Mi fu posta sotto gli occhi l'impossibilità di vestirli e di calzarli, e mi si narrarono le difficoltà e le spese occorrenti per ottenere dal Municipio le fedi di nascita necessarie. Non si può nemmeno varcare la soglia della porta municipale senza mancia al bidello.
Il vicolo sboccava proprio in Toledo, e durante il colloquio passava una carrozza di prostitute che andavano alla visita. «Quelle sì, - dissero le mie interlocutrici, - sono le beniamine del Governo, hanno case, vesti, carrozza, ospedale per riceverle malate. E se di prima classe, i medici le visitano fino in casa.
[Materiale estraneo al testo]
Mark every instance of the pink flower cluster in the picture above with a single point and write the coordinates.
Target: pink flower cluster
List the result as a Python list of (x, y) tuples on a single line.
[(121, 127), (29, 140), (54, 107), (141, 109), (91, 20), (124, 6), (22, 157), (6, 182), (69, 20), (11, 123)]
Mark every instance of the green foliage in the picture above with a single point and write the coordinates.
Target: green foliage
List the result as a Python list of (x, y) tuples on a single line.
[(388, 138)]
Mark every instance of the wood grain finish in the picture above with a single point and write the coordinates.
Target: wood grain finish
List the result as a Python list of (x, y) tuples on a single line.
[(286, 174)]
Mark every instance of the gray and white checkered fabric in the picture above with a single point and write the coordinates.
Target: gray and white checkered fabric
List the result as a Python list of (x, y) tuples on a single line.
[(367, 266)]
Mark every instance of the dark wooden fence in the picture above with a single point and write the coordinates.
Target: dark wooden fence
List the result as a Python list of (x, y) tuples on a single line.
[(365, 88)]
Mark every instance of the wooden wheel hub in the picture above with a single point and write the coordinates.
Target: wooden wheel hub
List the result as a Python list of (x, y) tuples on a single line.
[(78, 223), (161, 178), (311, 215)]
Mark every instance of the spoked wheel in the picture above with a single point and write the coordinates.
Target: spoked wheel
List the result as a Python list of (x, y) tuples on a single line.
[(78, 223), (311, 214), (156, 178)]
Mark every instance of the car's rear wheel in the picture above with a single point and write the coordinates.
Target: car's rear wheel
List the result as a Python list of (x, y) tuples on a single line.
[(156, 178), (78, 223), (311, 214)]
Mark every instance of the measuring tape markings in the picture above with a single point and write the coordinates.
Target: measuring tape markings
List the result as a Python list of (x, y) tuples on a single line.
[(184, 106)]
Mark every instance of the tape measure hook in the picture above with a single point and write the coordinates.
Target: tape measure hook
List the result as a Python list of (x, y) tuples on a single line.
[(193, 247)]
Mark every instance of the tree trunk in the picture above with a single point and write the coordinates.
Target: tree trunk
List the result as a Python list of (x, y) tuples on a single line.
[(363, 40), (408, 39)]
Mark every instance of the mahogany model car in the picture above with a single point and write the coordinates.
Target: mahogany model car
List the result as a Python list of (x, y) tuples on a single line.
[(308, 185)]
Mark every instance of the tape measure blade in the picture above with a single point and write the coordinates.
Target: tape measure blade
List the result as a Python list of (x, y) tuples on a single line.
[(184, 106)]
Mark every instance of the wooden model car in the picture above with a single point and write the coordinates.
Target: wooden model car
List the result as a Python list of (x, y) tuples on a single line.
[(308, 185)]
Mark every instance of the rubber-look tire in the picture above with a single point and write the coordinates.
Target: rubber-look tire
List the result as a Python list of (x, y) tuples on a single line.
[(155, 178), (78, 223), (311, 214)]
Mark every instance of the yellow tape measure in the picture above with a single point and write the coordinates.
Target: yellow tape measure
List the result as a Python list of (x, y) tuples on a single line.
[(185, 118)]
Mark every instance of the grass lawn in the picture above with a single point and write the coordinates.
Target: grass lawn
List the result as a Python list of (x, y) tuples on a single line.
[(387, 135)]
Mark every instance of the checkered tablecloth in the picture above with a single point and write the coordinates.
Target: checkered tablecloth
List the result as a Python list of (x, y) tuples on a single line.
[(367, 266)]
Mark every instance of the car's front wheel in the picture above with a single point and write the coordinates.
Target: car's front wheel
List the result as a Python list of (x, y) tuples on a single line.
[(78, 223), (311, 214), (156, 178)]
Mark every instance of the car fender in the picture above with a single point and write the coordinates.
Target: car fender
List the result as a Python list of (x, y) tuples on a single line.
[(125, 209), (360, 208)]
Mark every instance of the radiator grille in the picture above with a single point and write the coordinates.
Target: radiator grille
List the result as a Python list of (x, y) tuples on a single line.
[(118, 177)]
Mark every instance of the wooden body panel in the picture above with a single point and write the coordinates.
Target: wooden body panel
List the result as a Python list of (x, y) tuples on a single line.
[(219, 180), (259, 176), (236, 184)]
E con esse i nostri mariti sciupano la nostra sostanza, ed esse ce ne alienano i cuori. Dobbiamo provvedere noi e sopperire a ogni cosa per i figli, fin che piccoli. E quelle signore ci seducono anche i maschi quando adulti. E il loro lusso e il loro ozio sono spettacolo micidiale alle nostre figliole. E le padrone di quelle case adoperano ogni arte per indurle a imitarne l'esempio.»
Che rispondere a tali lamenti?
Come spiegare la distinzione fra il tollerare, il sancire, il premiare e promuovere il vizio?
Insomma al Regolamento delle prostitute non viene e non può venir fatto, neppure con spionaggio alla francese, di arrestare e confinare una terza parte di costoro. E quand'anche potesse, troveremmo il Regolamento ugualmente immorale e fautore d'immoralità.
Ma non potendo, l'infausto Regolamento si chiarisce inetto al fino prefisso. Non rimane pertanto via di mezzo. È necessaria la sua abolizione immediata, e contemporaneamente bisogna trar partito di tutti i mezzi del Governo, delle Istituzioni di carità e degl'individui benevoli, per rimuovere le cause che conducono le donne al mal passo, e per punire i viziosi e i manutengoli che ve le spingono.